Still, don't be surprised if the greenback continues to drift even lower this year.
Why is the dollar weakening? Global currency trends are a sort of referendum on the health of a country's economy. And the U.S. economy is expected to grow at a slower pace than the economies of Europe or the emerging markets.
Last week, the dollar hit new record lows shortly after the federal government reported that U.S. gross domestic product, the broadest measure of economic activity, had expanded just 1.3 percent in the first quarter of 2007. Not only was that well below the 2.5 percent U.S. growth rate at the end of last year, but this figure was well below the 1.8 percent growth rate Wall Street was expecting, says Ashraf Laidi, chief currency analyst for CMC Markets U.S.
To be sure, that was just a preliminary estimate of economic growth.
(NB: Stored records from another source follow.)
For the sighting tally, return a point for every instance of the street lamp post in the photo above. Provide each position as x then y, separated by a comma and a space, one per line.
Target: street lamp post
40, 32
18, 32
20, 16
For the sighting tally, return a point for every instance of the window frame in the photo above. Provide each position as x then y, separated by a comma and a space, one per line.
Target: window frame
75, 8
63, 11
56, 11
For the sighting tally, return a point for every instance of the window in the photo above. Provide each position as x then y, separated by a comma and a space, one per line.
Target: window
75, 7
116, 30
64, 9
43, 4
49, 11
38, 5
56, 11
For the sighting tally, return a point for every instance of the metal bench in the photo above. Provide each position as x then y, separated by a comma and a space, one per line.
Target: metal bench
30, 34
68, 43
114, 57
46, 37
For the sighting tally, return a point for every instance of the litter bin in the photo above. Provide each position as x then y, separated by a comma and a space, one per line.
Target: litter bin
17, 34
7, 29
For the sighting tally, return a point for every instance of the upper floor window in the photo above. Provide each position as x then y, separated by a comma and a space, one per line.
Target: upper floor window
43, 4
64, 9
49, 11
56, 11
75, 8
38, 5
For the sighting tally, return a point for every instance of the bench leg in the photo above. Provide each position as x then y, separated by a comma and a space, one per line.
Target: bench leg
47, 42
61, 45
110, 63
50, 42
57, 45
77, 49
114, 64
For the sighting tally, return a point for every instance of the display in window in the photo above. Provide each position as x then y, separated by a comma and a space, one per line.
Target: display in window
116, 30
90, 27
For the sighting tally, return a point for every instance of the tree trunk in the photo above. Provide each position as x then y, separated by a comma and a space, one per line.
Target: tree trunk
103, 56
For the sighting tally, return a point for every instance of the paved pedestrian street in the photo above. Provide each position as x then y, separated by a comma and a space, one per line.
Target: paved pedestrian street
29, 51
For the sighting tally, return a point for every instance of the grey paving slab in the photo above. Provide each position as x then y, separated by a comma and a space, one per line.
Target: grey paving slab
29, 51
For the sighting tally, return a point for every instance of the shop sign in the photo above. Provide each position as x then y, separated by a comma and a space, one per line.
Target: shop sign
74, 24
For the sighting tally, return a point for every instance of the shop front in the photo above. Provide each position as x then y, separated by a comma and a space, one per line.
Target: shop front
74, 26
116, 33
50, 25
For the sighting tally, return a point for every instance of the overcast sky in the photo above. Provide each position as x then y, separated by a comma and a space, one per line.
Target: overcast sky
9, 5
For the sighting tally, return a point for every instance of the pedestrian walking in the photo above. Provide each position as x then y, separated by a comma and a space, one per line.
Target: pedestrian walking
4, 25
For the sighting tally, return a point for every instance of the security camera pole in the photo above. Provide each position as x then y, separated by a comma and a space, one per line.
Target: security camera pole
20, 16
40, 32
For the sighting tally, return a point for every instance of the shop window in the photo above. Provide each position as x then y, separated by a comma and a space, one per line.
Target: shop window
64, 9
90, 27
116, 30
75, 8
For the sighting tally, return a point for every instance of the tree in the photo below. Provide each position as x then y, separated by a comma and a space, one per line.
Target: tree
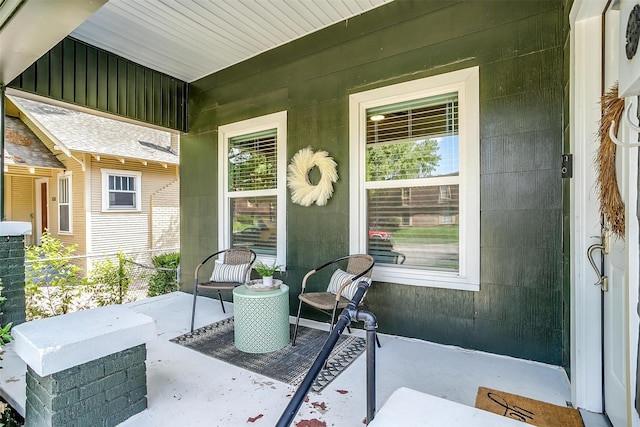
406, 160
But if it holds up, it would represent the slowest rate of U.S. economic growth in four years. And currency traders are clearly worried.
Of course, if the U.S. economy slows down much more, the Federal Reserve Board may be forced to step in and cut interest rates to jump-start economic activity. Laidi says that the Fed could start trimming rates as soon as June.
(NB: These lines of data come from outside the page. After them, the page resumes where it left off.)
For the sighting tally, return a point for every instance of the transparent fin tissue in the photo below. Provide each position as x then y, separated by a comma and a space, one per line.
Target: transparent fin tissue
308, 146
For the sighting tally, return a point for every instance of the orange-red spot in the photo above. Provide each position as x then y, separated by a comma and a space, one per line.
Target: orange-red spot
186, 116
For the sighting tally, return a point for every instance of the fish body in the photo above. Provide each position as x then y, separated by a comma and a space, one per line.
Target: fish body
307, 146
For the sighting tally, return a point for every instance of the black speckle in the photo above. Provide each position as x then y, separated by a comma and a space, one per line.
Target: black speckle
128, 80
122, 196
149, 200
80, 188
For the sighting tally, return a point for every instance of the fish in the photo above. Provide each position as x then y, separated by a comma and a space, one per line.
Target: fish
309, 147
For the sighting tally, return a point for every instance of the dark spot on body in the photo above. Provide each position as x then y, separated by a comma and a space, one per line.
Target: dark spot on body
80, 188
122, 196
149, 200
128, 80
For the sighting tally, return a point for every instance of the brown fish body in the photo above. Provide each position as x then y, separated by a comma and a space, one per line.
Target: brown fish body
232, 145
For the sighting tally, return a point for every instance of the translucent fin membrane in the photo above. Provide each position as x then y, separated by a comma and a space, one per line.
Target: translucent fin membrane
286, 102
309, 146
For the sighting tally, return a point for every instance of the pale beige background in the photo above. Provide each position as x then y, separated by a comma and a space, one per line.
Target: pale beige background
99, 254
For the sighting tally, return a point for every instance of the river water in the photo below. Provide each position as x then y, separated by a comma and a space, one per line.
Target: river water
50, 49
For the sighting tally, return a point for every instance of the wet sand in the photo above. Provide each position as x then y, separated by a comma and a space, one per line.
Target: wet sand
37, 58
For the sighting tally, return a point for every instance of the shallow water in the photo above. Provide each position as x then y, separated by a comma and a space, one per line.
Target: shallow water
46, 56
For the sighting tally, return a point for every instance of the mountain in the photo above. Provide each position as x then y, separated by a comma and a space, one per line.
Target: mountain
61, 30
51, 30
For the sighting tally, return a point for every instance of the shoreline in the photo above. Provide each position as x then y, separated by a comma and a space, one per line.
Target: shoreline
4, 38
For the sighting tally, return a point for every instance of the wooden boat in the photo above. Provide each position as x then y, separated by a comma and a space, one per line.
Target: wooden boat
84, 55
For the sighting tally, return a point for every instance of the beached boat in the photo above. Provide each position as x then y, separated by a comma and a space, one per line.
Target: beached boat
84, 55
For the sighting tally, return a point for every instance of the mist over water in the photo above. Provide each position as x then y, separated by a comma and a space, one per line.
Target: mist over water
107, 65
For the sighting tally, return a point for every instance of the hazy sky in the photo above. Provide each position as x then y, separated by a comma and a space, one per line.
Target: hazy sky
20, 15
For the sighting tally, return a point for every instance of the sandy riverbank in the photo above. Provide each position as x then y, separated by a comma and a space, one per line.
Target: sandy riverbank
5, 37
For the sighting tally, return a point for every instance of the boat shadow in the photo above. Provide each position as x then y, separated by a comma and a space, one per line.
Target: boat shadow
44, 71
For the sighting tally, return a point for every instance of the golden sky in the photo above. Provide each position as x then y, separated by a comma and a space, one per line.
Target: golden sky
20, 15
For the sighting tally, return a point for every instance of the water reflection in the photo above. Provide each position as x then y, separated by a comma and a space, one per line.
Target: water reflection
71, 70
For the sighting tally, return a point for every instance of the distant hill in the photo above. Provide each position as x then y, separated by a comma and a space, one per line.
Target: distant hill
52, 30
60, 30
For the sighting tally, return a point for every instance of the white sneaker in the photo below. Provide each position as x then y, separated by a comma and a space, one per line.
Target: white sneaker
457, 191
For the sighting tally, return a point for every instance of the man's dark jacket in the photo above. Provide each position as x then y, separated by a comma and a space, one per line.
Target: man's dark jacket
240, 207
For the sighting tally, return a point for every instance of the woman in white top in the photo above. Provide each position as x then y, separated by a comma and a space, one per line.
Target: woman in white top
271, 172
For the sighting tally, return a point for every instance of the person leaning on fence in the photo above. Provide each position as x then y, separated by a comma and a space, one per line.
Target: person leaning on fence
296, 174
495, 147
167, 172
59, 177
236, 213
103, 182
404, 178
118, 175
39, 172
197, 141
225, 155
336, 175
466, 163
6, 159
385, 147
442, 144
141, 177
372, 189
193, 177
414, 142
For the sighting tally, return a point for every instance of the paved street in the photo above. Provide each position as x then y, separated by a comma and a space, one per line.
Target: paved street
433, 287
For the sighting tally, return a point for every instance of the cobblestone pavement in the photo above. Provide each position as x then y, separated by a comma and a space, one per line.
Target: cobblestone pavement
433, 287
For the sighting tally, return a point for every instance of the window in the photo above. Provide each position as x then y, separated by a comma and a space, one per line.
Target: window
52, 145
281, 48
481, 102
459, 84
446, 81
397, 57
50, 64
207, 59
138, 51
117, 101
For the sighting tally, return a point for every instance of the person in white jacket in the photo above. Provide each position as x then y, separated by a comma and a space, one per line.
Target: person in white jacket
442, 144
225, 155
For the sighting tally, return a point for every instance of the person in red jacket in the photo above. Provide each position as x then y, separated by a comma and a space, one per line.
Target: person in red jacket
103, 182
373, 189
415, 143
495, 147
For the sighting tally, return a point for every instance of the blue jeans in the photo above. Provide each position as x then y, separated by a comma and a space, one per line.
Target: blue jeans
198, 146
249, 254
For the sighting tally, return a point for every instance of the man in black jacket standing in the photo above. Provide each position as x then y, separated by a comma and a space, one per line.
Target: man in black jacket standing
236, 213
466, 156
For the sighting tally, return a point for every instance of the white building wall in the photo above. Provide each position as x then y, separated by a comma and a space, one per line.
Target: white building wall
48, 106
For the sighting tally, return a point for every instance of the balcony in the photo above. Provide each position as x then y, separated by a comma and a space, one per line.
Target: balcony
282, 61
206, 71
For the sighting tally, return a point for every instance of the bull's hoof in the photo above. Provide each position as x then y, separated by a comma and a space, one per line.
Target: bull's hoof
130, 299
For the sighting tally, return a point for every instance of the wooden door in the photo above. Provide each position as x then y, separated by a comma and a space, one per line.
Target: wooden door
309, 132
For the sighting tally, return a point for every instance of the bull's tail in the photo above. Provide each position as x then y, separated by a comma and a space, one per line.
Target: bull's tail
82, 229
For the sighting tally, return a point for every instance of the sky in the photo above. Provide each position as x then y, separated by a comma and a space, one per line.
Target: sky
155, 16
Yet if the Fed were to do that, it could lead to further dollar weakness. After all, investors are constantly searching for the most lucrative markets in which to park their cash, comparing the interest rates that short-term cash instruments are paying out in various countries.
Many economies are still raising their short-term rates to control inflation. In contrast, the United States looks to be on the verge of trimming rates. And if it does lower rates while Europe is hiking, it would be a no-brainer for investors to take some of the cash that they're stashing in U.S. dollars and transfer it to a higher-yielding market.
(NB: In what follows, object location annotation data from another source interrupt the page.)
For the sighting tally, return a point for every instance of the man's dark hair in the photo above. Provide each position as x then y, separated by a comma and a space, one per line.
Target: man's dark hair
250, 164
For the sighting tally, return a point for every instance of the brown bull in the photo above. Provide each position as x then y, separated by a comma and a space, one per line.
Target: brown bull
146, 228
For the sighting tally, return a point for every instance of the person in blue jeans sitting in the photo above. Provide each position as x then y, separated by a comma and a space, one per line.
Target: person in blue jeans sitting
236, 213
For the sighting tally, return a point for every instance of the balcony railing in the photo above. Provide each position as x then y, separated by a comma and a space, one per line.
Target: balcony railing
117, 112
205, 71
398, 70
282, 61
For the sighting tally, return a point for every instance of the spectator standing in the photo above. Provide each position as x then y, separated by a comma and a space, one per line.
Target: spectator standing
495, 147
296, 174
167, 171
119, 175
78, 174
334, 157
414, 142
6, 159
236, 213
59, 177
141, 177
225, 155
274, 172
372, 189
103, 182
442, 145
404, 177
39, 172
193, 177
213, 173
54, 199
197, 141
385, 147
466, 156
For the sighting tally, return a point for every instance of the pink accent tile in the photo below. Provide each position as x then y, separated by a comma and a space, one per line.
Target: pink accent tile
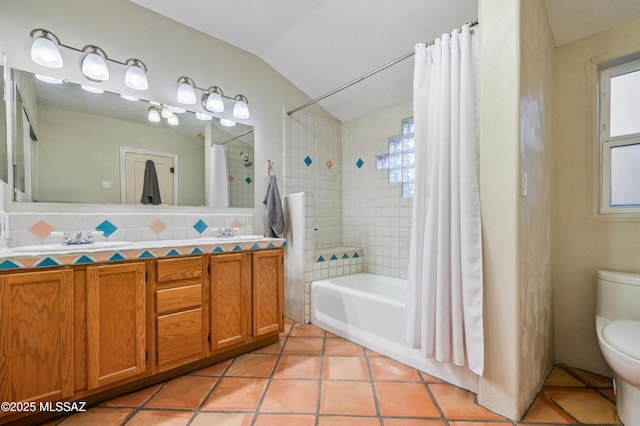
41, 229
158, 226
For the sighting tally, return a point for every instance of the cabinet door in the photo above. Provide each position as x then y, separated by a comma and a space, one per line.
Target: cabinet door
116, 321
36, 336
268, 292
230, 299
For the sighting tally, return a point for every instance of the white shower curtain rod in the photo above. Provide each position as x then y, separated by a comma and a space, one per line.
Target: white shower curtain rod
369, 74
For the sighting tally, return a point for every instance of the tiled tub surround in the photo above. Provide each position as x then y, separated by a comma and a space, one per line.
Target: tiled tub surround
27, 229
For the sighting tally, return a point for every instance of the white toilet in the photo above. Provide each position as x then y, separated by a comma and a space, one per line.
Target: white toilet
618, 328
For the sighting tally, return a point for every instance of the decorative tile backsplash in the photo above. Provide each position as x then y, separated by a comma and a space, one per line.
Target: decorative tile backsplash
38, 228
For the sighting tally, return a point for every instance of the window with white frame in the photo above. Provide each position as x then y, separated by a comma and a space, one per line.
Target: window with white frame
619, 139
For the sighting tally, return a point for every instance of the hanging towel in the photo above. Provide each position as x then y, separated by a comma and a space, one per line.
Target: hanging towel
218, 178
150, 187
273, 215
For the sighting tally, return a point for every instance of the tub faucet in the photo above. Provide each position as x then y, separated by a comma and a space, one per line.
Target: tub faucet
67, 239
225, 232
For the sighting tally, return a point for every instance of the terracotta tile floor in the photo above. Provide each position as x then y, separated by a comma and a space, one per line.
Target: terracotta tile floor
311, 377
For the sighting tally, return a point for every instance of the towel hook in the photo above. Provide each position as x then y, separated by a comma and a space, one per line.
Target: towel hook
270, 164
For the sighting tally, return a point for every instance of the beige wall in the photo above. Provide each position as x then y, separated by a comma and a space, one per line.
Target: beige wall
169, 50
515, 85
536, 209
584, 241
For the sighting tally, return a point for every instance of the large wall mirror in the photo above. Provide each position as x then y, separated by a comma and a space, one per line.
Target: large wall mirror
4, 162
71, 145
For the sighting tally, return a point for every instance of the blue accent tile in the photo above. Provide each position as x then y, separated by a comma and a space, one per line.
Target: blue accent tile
173, 252
116, 256
84, 259
200, 226
47, 261
107, 228
7, 264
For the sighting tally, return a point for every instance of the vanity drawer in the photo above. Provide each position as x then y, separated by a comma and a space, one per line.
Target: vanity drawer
179, 269
178, 298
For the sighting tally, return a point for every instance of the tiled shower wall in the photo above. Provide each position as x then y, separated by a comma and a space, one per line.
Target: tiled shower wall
313, 165
375, 215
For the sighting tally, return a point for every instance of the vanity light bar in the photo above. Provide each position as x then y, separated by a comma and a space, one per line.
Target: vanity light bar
45, 52
212, 98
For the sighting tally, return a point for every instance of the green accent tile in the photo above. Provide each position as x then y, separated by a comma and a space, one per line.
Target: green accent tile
146, 255
47, 261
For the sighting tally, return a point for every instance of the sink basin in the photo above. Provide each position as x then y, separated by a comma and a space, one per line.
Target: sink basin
236, 239
99, 245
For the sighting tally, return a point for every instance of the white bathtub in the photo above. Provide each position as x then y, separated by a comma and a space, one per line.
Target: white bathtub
369, 310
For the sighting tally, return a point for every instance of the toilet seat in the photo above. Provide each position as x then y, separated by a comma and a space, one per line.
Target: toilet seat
623, 335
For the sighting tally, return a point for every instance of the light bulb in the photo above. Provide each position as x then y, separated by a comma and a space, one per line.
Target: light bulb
94, 67
50, 80
46, 53
173, 120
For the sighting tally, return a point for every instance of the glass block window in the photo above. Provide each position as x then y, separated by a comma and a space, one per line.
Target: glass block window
401, 159
619, 139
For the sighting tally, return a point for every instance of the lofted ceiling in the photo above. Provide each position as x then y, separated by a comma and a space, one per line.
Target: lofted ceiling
319, 45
So, the dollar is likely to stay weak for the remainder of the year, if not weaken further. Standard & Poor's believes that by the end of 2007, it will take $1.37 to buy a single euro.
What does this mean for U.S. investors?
Foreign investments should continue to outperform.For the past five years, U.S. stock funds have lagged behind the performance of foreign investments in large part because of the so-called currency tail wind. When the dollar is strengthening, the value of foreign shares held by U.S. investors may fall, even if foreign stock prices are on the rise. Conversely, when the greenback is tumbling, Americans investing abroad stand to make money, sometimes even if their foreign stocks don't. With the dollar expected to stay weak, it would seem to make sense to be patient with your foreign equity holdings.
If you are investing in the United States, favor large stocks over shares of small companies. Why? Because large, U.S.-based multinationals derive more of their business overseas than smaller companies do. And when the dollar is weakening, those foreign-derived earnings get a boost from the currency exchange once the profits are repatriated back into U.S. dollars. Since many small companies do most or all of their business in the United States, they don't get this earnings boost. Of course, this isn't the only reason to favor blue-chip stocks. Shares of the largest, industry-leading U.S. companies have struggled for the past five years, and many believe they are trading at cheap enough levels to attract investors back.
Inflation is likely to be an ongoing concern. A weak dollar raises the prices that American consumers pay for imported goods. This means that overall inflationary pressures are likely to rise, despite the slowing economy. So as the dollar weakens, watch for signs of inflation. Keep in mind that inflation is enemy No. 1 for bond investors, because rising prices eat away at fixed-income returns. If you're a stock investor, be sure to stick with companies that dominate their industry. In an inflationary environment, only dominant companies can pass along cost increases to customers and preserve their earnings.